The Mazda 3 gives off a playful attitude but is not constantly in your face about it. That’s the beauty of the naturally aspirated 2.5 liter engine; its tone depends on how much pressure you apply on the accelerator. If you want it to be a little bit more serious just give it a bit more gas, and if you want it to be angry just give it a lot more. A lot of car manufacturers are cramming turbochargers in the engine bay to get that power advantage, and the resulting driving experience is akin to Dr. Jekyll and Mr. Hyde, where depending on boost levels it can feel like you’re either walking an English Bulldog or a Weimaraner hyped up on Adderall. The playfulness of the Mazda 3 is the same whether you’re in Sport mode or not. It’s actually “Sport” because pushing the button sends electrical signals through the Zoom-Zoom-O-Meter, which turns a special cog that engages the Hype-Machine-5000, further sending electrical current to an amber LED that lights up the word “Sport” on the tachometer. There’s no noticeable difference in the steering damping, throttle response, or shifting profiles. After weeks of ownership you’d start questioning why the button is even there to begin with. Engaging this mode quickly became a repeatable nonsensical task that offers no positive feedback or reward. The button should instead be re-engineered as an “Eco” setting, where shift points are noticeably premature and throttle response is significantly numb.

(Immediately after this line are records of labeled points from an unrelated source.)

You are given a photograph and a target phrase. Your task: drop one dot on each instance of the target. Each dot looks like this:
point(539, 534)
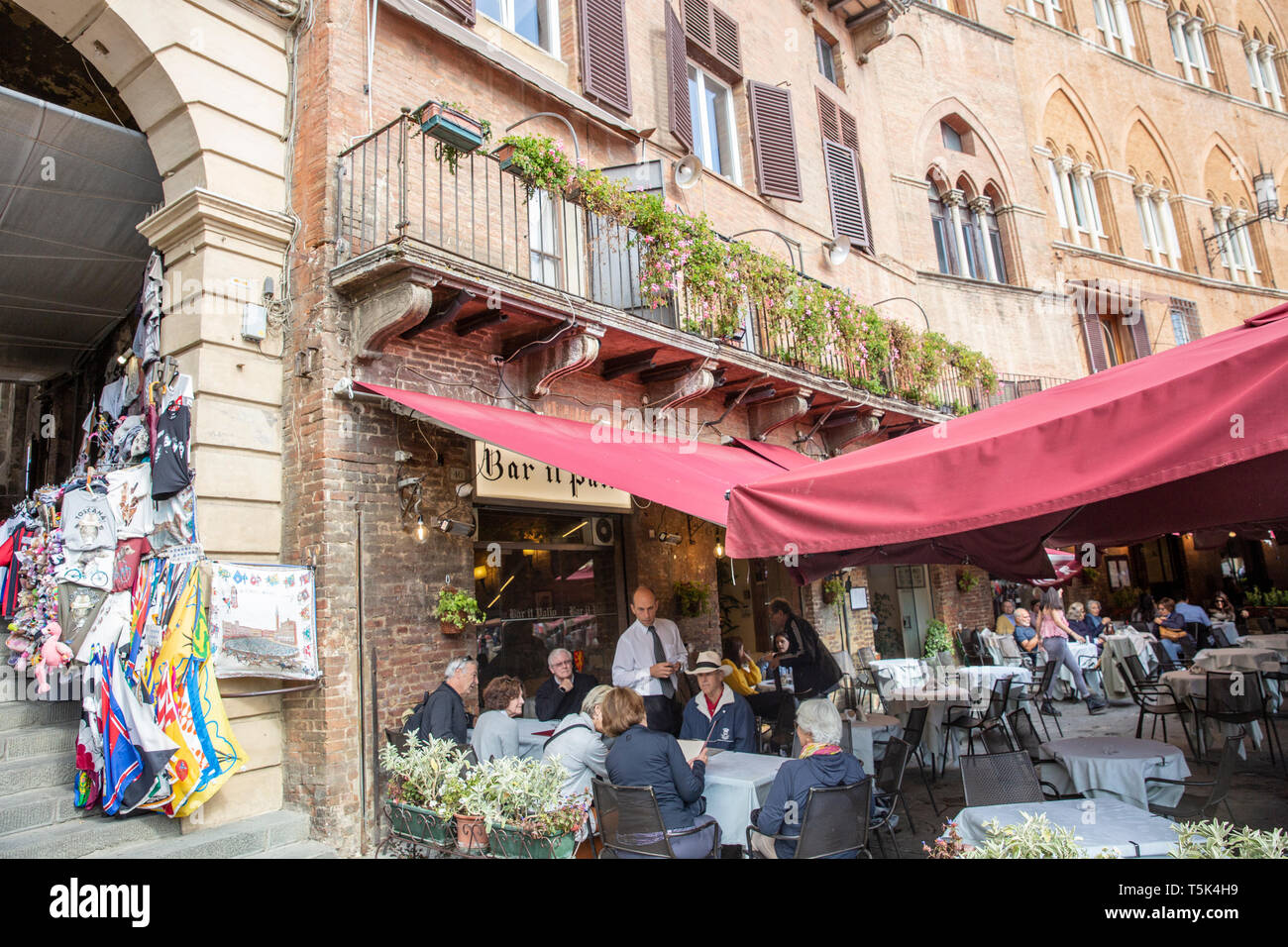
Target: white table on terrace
point(1098, 823)
point(1116, 766)
point(735, 784)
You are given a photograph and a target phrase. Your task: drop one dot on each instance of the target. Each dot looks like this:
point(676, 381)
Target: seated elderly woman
point(653, 758)
point(822, 763)
point(494, 732)
point(579, 742)
point(716, 714)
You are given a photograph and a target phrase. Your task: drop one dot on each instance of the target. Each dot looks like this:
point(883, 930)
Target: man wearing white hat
point(716, 714)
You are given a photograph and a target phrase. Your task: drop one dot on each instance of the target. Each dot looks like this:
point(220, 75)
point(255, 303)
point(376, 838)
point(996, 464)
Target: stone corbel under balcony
point(767, 415)
point(837, 434)
point(540, 368)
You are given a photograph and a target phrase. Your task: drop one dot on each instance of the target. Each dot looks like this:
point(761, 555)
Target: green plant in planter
point(456, 607)
point(936, 638)
point(691, 599)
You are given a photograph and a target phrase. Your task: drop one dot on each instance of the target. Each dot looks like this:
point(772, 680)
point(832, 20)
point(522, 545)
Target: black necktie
point(660, 657)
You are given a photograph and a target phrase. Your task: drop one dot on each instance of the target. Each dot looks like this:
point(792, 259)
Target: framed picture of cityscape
point(263, 621)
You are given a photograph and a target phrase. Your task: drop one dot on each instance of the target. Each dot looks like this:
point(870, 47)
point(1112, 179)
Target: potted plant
point(421, 776)
point(691, 599)
point(455, 131)
point(455, 609)
point(936, 639)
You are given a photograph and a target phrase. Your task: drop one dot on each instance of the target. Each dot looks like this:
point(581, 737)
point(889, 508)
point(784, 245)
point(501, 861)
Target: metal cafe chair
point(835, 822)
point(1202, 805)
point(1000, 779)
point(889, 787)
point(630, 822)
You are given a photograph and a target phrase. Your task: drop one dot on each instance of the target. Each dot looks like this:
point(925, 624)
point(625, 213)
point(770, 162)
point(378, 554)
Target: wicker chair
point(1202, 805)
point(630, 822)
point(999, 779)
point(833, 825)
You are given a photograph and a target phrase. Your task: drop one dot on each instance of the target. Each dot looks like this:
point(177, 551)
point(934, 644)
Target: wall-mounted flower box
point(451, 127)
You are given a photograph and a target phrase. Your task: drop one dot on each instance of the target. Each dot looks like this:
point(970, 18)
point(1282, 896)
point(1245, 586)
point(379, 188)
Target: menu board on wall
point(263, 621)
point(507, 475)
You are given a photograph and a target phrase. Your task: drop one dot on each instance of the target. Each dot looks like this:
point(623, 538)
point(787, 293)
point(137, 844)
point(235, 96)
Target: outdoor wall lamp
point(576, 149)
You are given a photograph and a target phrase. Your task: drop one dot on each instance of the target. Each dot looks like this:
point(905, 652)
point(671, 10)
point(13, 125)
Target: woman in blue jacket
point(653, 758)
point(716, 710)
point(822, 763)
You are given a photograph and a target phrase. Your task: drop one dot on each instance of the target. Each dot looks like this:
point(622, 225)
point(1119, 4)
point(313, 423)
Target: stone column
point(980, 206)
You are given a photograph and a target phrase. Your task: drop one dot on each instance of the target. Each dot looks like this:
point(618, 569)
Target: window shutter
point(827, 118)
point(713, 35)
point(464, 9)
point(1140, 334)
point(845, 192)
point(678, 69)
point(605, 59)
point(1094, 337)
point(773, 140)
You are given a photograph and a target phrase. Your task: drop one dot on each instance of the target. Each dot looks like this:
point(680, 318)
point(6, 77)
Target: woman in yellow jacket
point(745, 677)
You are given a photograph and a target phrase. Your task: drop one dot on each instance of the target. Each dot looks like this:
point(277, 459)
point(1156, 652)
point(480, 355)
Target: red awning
point(1189, 438)
point(688, 475)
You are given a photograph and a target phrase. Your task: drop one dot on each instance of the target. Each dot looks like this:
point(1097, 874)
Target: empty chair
point(999, 779)
point(631, 823)
point(1202, 796)
point(835, 823)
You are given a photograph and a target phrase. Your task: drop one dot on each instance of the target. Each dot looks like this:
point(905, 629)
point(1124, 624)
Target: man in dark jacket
point(442, 714)
point(565, 690)
point(822, 763)
point(814, 671)
point(716, 710)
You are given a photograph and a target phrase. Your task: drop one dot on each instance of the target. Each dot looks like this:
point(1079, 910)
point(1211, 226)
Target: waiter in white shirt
point(649, 655)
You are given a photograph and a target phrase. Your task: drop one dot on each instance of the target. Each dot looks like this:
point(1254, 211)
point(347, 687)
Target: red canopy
point(688, 475)
point(1188, 438)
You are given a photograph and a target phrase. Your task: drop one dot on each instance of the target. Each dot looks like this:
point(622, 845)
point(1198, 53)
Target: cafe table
point(735, 784)
point(1098, 825)
point(1116, 766)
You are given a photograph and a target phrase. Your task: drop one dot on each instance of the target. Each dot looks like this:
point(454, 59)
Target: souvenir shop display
point(263, 621)
point(104, 573)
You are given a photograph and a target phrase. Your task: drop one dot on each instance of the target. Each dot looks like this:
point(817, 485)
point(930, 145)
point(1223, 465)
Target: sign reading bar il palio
point(507, 475)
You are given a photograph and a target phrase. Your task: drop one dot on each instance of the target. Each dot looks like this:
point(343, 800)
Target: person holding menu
point(649, 656)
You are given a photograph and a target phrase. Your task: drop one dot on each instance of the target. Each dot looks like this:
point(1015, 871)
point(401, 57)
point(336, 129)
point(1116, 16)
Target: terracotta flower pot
point(471, 832)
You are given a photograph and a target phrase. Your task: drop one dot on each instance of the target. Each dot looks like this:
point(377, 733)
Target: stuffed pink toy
point(53, 654)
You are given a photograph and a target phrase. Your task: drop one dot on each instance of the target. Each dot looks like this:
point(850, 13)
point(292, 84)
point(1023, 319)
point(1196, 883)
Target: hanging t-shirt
point(129, 493)
point(170, 453)
point(128, 556)
point(88, 522)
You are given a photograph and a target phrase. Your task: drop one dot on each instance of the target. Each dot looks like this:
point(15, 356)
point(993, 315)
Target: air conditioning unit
point(603, 531)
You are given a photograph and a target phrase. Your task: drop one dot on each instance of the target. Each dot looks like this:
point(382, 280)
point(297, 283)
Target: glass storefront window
point(545, 583)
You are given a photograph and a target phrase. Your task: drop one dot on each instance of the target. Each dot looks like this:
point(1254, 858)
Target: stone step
point(81, 836)
point(39, 806)
point(239, 839)
point(54, 772)
point(299, 849)
point(37, 741)
point(26, 714)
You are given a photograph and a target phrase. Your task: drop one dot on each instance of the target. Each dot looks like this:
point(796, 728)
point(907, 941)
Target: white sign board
point(507, 475)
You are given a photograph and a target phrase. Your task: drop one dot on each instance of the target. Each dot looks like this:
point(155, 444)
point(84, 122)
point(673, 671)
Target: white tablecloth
point(1243, 659)
point(1117, 766)
point(1099, 823)
point(1275, 643)
point(735, 784)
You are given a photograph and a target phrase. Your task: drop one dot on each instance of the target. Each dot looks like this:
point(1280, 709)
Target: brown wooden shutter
point(827, 118)
point(1093, 334)
point(678, 71)
point(464, 9)
point(845, 192)
point(1138, 333)
point(605, 59)
point(773, 140)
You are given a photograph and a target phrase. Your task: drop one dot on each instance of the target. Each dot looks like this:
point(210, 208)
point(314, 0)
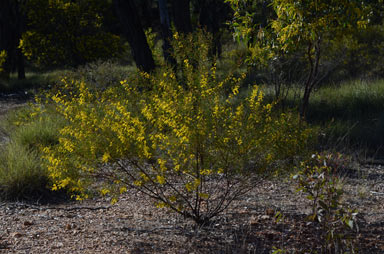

A true Sport button experience is already available in the satisfying combination of clicking the left shifter paddle and mashing on the gas pedal. The automatic transmission shifts decently fast, and while it’s nowhere near as fun as a manual it’s a lot better than other automatics found in other vehicles. Floor the pedal all the way and you’ll get a 0-60 mph time of about seven seconds, a decent time considering it’s able to achieve an average 28 miles per gallon throughout a week long spirited driving test.Combine all of these factors together and you get something that offers a thrilling driving experience for the money (our tester came in at $30,135 which includes the $2,500 GT Technology Package.) You won’t win any drag racing competition in the Mazda 3. The power levels from the 2.5 liter is eclipsed by the amount of grip coming from the tires, forcing you to keep up the momentum to achieve fast lap/commute times. But keeping the momentum isn’t hard thanks to the Mazda 3’s communicative handling, precise steering, and decent transmission. For a daily driver there are a lot worse options you can choose from, and while this one isn’t fast by sporting standards it’s the most fun you can have in this segment.